# Audio options for the HR24



## teneighytp (Oct 4, 2012)

Hello. I have an older Yamaha receiver that does not have an digital sat/dtv coax audio input. It only has a dvd/ld digital coax audio input. It does have an optical input for sat/dtv. The HR34 only has hdmi and digital coax audio output (no optical). Should I get an Coaxial (RCA) to Optical Toslink Digital Audio Converter? I've seen them for $11 online. Or should I upgrade an hdmi receiver, which is a little out of my budget? Thanks for any input!


----------



## jimmie57 (Jun 26, 2010)

I would try the converter to see how it works first.
If it doesn't work you could save for awhile until you could upgrade your receiver.


----------



## teneighytp (Oct 4, 2012)

Since my dog ate the remote for the Yamaha, and it's at least 12 years old (is that old for a receiver?) I bought a Pioneer VSX-821 refurbished receiver.


----------



## Steve (Aug 22, 2006)

teneighytp said:


> Since my dog ate the remote for the Yamaha, and it's at least 12 years old (is that old for a receiver?) I bought a Pioneer VSX-821 refurbished receiver.


FWIW, I have the VSX-1121 and it works great with my HR24-100, using just the HDMI connector for audio and video.


----------



## MysteryMan (May 17, 2010)

teneighytp said:


> Since my dog ate the remote for the Yamaha, and it's at least 12 years old (is that old for a receiver?) I bought a Pioneer VSX-821 refurbished receiver.


May I ask what you payed? I've seen new A/V receivers priced as low as $195.99.


----------



## teneighytp (Oct 4, 2012)

MysteryMan said:


> May I ask what you payed? I've seen new A/V receivers priced as low as $195.99.


$150. $189 with shipping.


----------



## jimmie57 (Jun 26, 2010)

Here is a Yamaha on Ebay for less than $200 delivered.
http://www.ebay.com/itm/NEW-YAMAHA-...59084?pt=Receivers_Tuners&hash=item4607f74fec


----------



## Laxguy (Dec 2, 2010)

I recently got a Denon to replace a ten year old Sony. The features on the Denon make the Sony look like it's out of the ice age, but a lot has happened digitally over that period. The Denon plays nicely with my iPad, iPhone, Apple TV, Pandora, Netflix, Network radio (over IP), regular radio, and on and on. I bought it new, and it wasn't cheap, but not bad, either, at $400.


----------



## CCarncross (Jul 19, 2005)

The other thing you could have done was use the optical input for your dvd player, and use the digital coaxial for your HR34 and not buy anything....


----------



## teneighytp (Oct 4, 2012)

CCarncross said:


> The other thing you could have done was use the optical input for your dvd player, and use the digital coaxial for your HR34 and not buy anything....


I tried that but it didn't work.
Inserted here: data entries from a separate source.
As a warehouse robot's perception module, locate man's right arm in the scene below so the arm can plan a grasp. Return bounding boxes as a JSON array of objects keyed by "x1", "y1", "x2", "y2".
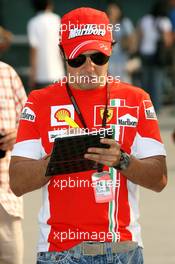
[{"x1": 9, "y1": 156, "x2": 50, "y2": 196}]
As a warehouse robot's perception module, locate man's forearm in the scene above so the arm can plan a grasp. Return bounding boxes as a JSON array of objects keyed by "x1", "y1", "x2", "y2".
[
  {"x1": 10, "y1": 157, "x2": 49, "y2": 196},
  {"x1": 122, "y1": 156, "x2": 167, "y2": 192}
]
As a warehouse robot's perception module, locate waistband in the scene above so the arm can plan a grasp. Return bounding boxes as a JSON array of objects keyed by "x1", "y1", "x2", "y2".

The only digital coax input on the receiver is labeled dvd/ld, and sure enough it works with the dvd but not the sat.


----------



## Steve (Aug 22, 2006)

teneighytp said:


> I tried that but it didn't work. The only digital coax input on the receiver is labeled dvd/ld, and sure enough it works with the dvd but not the sat.


What's the model #? I had 2-3 Yamaha RX-V receivers in the past, and they used to let me re-assign any digital audio input to any device, no matter what the label.


----------



## teneighytp (Oct 4, 2012)

Steve said:


> What's the model #? I had 2-3 Yamaha RX-V receivers in the past, and they used to let me re-assign any digital audio input to any device, no matter what the label.


RX-V396


----------



## Steve (Aug 22, 2006)

teneighytp said:


> RX-V396


I had 3 RX-V2xxx's in the past, and they all allowed me to criss-cross and even re-name the digital inputs, if I so desired. I just checked your manual, and it's not a feature of the 396.

That said, why not just connect the HR34 to the DVD/LD input, and the DVD to the SAT/TV input?


----------



## teneighytp (Oct 4, 2012)

Steve said:


> I had 3 RX-V2xxx's in the past, and they all allowed me to criss-cross and even re-name the digital inputs, if I so desired. I just checked your manual, and it's not a feature of the 396.
> 
> That said, why not just connect the HR34 to the DVD/LD input, and the DVD to the SAT/TV input?


I thought I tried that and it didn't work. I tried it again and it did. Funny. Doesn't matter now anyway. The remote is shot and I have an hdmi receiver on the way.


----------